ECG of the Week - 17th November 2014 - Interpretation

This ECG is from a fit & well 17 yr old male who presented to the Emergency Department with chest pain following a minor chest wall injury. Clinical examination revealed local chest wall tenderness at the site of trauma. Vital signs - BP, RR, Sats, Temp - were within normal limits. Chest x-ray was unremarkable and the pain resolved with simple analgesia.
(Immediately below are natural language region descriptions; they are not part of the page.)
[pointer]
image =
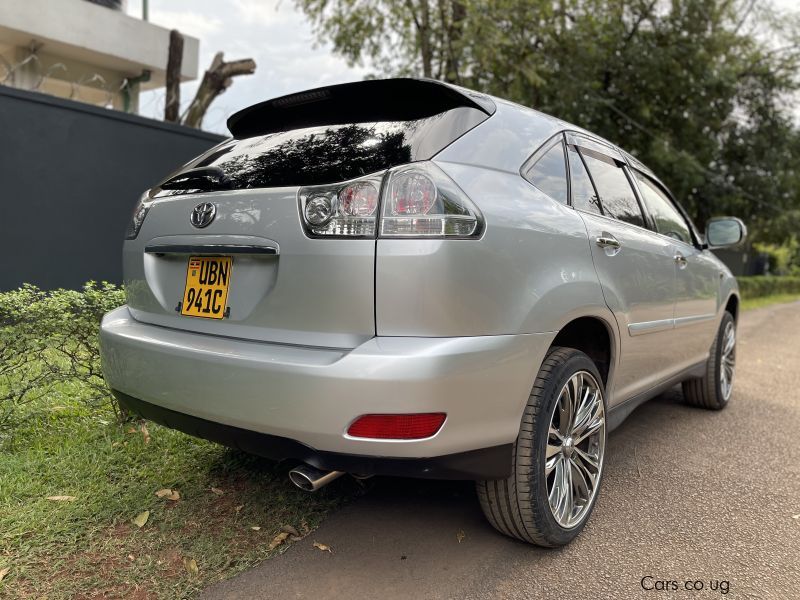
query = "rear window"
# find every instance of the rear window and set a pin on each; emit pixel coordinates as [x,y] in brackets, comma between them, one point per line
[322,154]
[616,194]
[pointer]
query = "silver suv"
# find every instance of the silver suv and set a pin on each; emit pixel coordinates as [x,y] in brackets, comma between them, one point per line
[400,277]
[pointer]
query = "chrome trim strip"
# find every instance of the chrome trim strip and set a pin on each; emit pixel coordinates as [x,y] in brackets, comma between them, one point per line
[210,249]
[650,326]
[683,321]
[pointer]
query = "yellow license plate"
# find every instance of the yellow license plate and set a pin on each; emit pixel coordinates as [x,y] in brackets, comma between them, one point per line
[208,279]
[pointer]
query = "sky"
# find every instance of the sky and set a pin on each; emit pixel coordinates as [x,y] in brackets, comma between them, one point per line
[273,33]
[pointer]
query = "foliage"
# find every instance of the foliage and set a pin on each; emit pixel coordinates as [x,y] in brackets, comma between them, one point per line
[783,259]
[73,479]
[48,340]
[762,286]
[697,89]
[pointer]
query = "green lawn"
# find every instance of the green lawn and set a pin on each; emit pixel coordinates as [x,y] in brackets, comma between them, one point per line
[88,546]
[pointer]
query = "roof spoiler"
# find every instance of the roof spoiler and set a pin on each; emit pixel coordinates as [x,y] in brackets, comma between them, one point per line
[401,99]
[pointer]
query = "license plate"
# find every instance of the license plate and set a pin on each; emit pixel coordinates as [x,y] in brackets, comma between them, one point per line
[208,279]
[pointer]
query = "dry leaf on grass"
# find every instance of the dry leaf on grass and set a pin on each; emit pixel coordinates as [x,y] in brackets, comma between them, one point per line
[290,530]
[278,540]
[168,494]
[141,519]
[191,565]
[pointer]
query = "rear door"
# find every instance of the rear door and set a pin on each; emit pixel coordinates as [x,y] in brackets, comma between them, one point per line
[698,275]
[230,234]
[634,265]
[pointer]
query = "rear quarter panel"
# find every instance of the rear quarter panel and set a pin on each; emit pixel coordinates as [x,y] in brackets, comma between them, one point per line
[531,272]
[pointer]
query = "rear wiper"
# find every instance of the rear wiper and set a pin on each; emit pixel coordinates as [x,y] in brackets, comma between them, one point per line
[206,179]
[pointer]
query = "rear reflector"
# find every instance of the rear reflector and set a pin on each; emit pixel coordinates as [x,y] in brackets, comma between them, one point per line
[397,427]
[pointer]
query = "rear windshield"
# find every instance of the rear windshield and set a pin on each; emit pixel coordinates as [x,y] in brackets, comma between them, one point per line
[320,155]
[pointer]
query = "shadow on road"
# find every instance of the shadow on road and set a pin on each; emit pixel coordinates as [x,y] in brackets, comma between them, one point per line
[414,538]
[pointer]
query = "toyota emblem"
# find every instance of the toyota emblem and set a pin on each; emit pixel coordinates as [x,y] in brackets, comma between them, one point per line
[203,214]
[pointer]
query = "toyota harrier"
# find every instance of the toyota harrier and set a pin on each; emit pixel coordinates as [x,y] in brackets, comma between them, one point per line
[401,277]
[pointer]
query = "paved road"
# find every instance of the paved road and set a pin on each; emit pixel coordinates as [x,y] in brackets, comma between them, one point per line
[688,495]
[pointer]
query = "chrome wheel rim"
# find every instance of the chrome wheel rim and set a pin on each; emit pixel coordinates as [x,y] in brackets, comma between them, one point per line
[727,363]
[575,446]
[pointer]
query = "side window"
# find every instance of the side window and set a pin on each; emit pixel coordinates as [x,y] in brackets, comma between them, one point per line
[616,194]
[584,196]
[549,173]
[668,220]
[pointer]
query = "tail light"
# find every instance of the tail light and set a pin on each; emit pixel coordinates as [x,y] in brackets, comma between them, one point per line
[421,201]
[397,427]
[344,210]
[414,201]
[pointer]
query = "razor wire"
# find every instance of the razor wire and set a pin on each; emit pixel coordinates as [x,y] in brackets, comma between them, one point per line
[38,79]
[57,72]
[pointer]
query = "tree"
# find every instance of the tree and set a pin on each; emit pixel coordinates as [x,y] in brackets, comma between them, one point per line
[697,89]
[216,80]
His 'routine' ECG is below.
Check out the comments from our original post here.

Click to enlarge

  • ~42 bpm
  • Complexes #1 & 2 are premature junctional complexes
  • Remainder of ECG sinus rhythm
  • Right axis deviation
  • PR - Normal (~160ms)
  • QRS - Normal (100ms)
  • QT - 400ms

  • ST elevation leads aVF, V2, V3


  • Biphasic T waves leads V2-3
  • Precordial U waves also seen in aVF
  • RS complex in majority of precordial leads but with appropriate R wave progression


  • Non-specific changes
  • Likely normal for young fit & healthy male

What happened ?

Given the patients benign history and a normal clinical exam he was discharged from the Emergency Department. The patient was advised to follow-up with his GP and have an out-patient echocardiogram to exclude structural abnormality.

Unfortunately the patient did not seek any further follow-up and never had an echo so I can't tell you what it showed. This does highlight the fact that many patients do not seek follow-up as advised once they leave the Emergency Department and should remind us of the need to communicate with our patients what we have found, what should happen next and why.